Acknowledging the decision-making capacity of GD children without necessitating court and parental approval for either stage of treatment – where Gillick competence is present, parties are in agreement, and treatment is deemed to be in a child’s ‘best interests’ – is beyond crucial for the well-being of minors experiencing GD.

Bell is currently the subject of an appeal to the Court of Appeal and is listed for hearing across June 24 and 25th 2021 at which time we hope the law will become clearer regarding exactly whose consent is being relied upon to make the administration of each stage of treatment ‘lawful’. If its appeal is overturned, Bell will have a damaging influence upon future GD cases in the UK and internationally.

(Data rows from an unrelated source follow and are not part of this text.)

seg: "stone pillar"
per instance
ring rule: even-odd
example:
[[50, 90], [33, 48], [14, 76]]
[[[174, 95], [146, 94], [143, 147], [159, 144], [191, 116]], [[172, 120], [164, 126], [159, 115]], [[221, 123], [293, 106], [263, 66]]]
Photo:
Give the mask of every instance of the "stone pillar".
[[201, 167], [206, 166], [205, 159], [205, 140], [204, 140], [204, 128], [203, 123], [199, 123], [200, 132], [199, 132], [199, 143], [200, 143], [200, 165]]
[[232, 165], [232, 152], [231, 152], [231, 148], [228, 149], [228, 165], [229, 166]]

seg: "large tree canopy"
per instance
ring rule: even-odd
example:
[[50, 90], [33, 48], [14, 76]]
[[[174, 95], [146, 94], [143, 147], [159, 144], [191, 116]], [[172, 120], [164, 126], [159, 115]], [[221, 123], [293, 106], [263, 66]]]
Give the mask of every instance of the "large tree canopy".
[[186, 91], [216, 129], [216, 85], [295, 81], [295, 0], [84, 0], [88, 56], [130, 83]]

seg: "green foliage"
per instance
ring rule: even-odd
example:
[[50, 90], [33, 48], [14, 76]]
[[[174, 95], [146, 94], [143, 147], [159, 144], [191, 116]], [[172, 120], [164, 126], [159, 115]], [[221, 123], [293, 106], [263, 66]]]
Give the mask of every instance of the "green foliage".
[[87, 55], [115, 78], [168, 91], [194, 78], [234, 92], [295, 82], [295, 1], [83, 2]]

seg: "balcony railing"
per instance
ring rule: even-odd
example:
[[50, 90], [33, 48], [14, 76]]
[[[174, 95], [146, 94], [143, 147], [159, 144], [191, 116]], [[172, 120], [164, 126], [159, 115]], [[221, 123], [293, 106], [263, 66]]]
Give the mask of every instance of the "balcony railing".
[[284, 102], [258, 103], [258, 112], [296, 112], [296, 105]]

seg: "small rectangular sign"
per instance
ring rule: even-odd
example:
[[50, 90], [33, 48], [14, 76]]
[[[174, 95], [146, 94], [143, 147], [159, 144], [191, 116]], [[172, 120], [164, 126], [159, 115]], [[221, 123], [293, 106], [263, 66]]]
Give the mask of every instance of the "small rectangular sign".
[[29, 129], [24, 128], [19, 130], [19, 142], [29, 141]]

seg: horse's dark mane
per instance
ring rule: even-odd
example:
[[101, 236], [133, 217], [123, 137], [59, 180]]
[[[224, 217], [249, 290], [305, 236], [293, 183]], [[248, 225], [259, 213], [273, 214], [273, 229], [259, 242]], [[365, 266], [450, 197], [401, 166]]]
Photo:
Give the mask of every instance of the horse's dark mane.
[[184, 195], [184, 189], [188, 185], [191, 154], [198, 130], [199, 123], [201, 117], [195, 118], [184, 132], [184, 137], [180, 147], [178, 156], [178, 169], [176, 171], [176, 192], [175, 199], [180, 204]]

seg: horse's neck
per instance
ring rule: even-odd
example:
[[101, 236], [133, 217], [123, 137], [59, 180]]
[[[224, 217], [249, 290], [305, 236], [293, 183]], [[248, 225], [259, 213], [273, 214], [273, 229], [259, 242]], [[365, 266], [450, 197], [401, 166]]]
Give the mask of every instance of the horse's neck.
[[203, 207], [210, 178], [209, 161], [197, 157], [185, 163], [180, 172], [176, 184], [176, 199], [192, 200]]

If adopted into Australian precedent, it will undermine Gillick principles regarding the capacity of GD minors to consent to medical treatment for GD and instigate a regression from affirming precedents like Re Kelvin. Central issues relating to the scope of parental consent and the ‘approval’ role of the court have become live ones and, unless the appeal is successful, Bell threatens to turn our well established Australian GD precedent and principles ‘on their head’.